I have a bucket with billions of data, and for our case, it is somewhat impossible to add an extra index in the bucket. the pattern of all keys are like bellow
and the only thing I need is to select m_categoryId_* from the bucket.
as I saw in Couchbase (v5) web console dashboard, it can found by bellow url very fast.
please give me the best advice to access these data in my java code.
CREATE PRIMARY INDEX ON default;
SELECT META().id FROM default WHERE META().id LIKE "m\\_categoryId\\_%" LIMIT 1000;
$startid = "m_categoryId_"
SELECT META().id FROM default WHERE META().id >= $startid LIMIT 1000;
change $startid to last value and repeat the query.
id portion of your
m_categoryId_id key is not constrained in any way, you’ll have to go with the N1QL approach.

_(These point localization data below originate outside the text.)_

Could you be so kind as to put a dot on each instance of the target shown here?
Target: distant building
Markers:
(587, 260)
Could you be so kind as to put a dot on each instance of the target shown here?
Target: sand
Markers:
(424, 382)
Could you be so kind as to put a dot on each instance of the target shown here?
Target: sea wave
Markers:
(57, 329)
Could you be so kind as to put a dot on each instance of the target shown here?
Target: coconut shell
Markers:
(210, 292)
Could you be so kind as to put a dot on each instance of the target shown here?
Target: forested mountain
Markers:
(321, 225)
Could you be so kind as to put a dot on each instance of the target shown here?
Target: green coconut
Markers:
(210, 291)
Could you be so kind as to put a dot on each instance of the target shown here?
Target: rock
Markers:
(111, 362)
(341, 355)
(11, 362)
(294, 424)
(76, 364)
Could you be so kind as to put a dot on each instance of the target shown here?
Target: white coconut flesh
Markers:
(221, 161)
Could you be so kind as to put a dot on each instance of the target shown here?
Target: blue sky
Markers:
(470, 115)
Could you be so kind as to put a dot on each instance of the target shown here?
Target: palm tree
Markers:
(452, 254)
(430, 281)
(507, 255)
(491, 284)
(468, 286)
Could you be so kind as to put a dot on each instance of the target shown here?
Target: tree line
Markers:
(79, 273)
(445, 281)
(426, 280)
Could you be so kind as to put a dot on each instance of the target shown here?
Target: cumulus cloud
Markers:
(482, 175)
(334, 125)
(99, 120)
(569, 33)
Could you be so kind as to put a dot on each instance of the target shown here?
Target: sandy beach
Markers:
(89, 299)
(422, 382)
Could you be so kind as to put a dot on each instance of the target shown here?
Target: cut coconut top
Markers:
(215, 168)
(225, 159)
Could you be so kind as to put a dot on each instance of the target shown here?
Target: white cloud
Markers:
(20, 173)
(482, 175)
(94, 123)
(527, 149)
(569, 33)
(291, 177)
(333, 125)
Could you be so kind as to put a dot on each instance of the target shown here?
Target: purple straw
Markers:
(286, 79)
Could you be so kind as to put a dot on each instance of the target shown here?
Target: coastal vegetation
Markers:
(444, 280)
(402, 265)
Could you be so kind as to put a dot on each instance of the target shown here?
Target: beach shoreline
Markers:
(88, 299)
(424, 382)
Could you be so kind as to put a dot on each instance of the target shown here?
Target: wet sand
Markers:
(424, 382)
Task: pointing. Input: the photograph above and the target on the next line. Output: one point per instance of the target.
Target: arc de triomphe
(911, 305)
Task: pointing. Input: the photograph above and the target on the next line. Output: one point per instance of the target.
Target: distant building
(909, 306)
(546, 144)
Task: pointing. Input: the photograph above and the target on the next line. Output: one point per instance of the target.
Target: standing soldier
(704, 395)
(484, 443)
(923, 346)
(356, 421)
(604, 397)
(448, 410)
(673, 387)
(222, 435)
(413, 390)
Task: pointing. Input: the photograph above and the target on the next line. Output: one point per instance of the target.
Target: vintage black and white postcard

But if the
id were a sequence number or some other value known at lookup-time you could use the Java SDK to grab them by ID.
thank you @vsr1
as you can see in below image, Couchbase found the results very fast from about a billion of data, without any index.
creating index needs huge resources and as I test before, I don’t want to effort that.
I just wondering how Couchbase found these results.
thank you @jkurtz for your good point.
id not generated by me, it is incremental (starts by 1) but it is somewhat sparse on deleted items (maybe the gap is huge ). with some consideration and store maximum of each categoryId, your solution is very nice and fast.
Great! If you have to repeatedly fetch these documents, you could keep track of the gaps you encounter in another document and use that information to avoid unnecessary lookups.